I had egg collection last Friday, they collected 9 eggs- they had to stop halfway through as I was in so much pain(very frustrated with myself) but only 2 worked out.  They put them back in last Monday so at the halfway point of the wait.  I am not working during the wait as my boss is too demanding which is driving me crazy as this is all i can think about. 

Thank you again for your reply, its such a relief to hear from someone.


----------



## lyns76 (Nov 14, 2009)

Hi Ladies, 

Just want to wish you all the best of luck for everyone testing in the next few days

xxxxxxxxxxxxxxxxxxxxxxxxxxxxxxx


----------



## worzelbug (Jun 13, 2010)

Hi,

I am now 11 days post transfer and today I started with pink discharge with streaks of blood in.  SOrry for the info.  My period pains are very intense.  I have had shooting pains down my legs which i always get prior to my period.  I called the nurse to ask her advice and she said it was still too early to make a judgement.  She said as long as the cramps aren't heavy and it isn't a full bleed not to worry and continue with the meds.  Thing is the cramps are insane.  I have read that a few people get light spotting but this doesnt seem light.  It is quite heavy although at the moment it is still only when i go to the loo but i can feel it coming more heavily.  Feel so broken tonight.  I have read a few posts where people have managed to get a BFP but these are the few.  For most they seem to follow on to a full bleed and the dream is over.  

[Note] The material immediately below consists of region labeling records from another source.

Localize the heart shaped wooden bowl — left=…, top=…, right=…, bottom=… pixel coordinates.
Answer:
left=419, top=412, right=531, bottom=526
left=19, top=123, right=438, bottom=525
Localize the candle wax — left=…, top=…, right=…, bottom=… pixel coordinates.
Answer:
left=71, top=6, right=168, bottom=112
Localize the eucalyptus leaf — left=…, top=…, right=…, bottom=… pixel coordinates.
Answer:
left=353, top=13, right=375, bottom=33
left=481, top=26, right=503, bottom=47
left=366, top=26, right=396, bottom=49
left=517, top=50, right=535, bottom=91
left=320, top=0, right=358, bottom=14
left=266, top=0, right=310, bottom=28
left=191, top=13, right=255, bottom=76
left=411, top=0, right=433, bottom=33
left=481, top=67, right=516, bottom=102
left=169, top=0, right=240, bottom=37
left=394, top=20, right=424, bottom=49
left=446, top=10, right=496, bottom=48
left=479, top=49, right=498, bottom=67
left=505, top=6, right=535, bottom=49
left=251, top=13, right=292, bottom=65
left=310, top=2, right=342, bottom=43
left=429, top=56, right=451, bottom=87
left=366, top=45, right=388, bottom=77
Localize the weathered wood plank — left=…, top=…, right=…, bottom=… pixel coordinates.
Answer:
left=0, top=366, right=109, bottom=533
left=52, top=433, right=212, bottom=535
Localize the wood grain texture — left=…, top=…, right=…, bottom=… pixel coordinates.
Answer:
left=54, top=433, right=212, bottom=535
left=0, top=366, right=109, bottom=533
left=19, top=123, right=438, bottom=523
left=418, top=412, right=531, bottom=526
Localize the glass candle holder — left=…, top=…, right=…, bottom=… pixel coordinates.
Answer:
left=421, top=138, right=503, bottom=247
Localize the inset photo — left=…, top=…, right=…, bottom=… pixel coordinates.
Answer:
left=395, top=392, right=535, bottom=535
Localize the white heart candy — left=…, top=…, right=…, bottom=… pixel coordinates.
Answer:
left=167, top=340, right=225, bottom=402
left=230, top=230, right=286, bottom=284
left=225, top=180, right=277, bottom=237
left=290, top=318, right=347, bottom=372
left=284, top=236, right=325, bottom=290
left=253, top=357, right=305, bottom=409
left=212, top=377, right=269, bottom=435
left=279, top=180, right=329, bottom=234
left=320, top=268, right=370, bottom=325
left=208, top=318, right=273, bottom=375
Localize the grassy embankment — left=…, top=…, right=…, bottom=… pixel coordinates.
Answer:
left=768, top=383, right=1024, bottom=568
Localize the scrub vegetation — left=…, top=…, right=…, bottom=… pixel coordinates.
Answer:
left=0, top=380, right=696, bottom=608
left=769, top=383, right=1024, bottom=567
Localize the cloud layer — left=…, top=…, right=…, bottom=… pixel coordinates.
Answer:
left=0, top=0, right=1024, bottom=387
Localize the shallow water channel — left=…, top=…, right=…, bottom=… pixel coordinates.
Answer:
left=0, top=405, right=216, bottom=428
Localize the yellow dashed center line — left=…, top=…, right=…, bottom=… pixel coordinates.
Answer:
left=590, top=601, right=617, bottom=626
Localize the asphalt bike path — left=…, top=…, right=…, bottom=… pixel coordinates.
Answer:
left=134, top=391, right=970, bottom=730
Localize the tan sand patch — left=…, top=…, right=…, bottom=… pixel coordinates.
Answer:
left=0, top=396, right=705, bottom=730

Be great to hear from anyone who has had a BFP after bleeding 11dpt.


----------



## lyns76 (Nov 14, 2009)

worzelbug so sorry that you are worrying about the outcome of your treatment, i really feel for you because i know exactly what you are going through honey having been there myself.  I personnaly know 3 ladies that all had heavy bleeds and thought it was all over but they turned out to be happy endings.
Wish i could wave a magic wand and make us all pregnant.
It is very hard but try not to worry too much, have a nice bath and try and put your feet up.

Good luck xxxxxxxxxxxxxxxxxxxxxxxxxxxxxxxxxx


----------



## worzelbug (Jun 13, 2010)

Hi lyns 76
thanks for your reply.

Unfortunately I woke up this morning and I have  full period.  It seems to have happened so quickly.  It is heavy and i dont think there is anything i can do now, I feel so numb, not sure I can put myself through this again, I take my hat off to everyone here who tries again but for me the stress is too much.  Worrying about every move knowing my instinct is right and then dealing with work..its all so intense.  Was not prepared for this journey.

Dont think there is any point going for my blood test on monday, think i might just console myself with a rather large glass of wine.

Even though i know it is over i am up at 5.30 still looking for signs it could work.  This whole experience has been both amazing and heartbreaking. the hope you get is priceless but the heartbreak seems so much more intense than a negative from trying naturally.

feeling totally broken and a failure right now.  My poor partner didnt sign up for this when we got together and because of me his hopes are dashed too.

I just want to wish everyone good luck in their 2ww and hope you have more success than me.  Lots of love.  xx


----------



## caroali (Jan 6, 2010)

Hi Worzelbug,

Oh! I am so sorry it hasn't work for you,  don't know what to say, I can't imagine how it feel as it's my first cycle too! I am sending you lots of hugs.     Hope you look after yourself with your partner and go easy on the wine!

Caroali xx


----------



## worzelbug (Jun 13, 2010)

Thanks for your kind words Caroali.  Decided to to do a hpt earlier as my partner was still clinging to a tiny bit of hope that it might still work, think we both needed closure.  It was a BFN obviously. Spoke to the nurse and she agreed it was unlikely that this had been successful.  She said i still needed to take my meds until Monday and I need to go for the blood test on Monday regardless as they need to make sure the hormones are gone and that I am safe although I am more sceptical and feel this is just for their paperwork- but then today i am filled with negativity.  Funny thing is all the way through i had a weird allergic reaction to something which showed on my chest.  2 days ago it started to calm and now its gone so i think this had something to do with it too but no idea.  I didnt realise how much i would want answers for why it didnt work but its just one of those things we will never know.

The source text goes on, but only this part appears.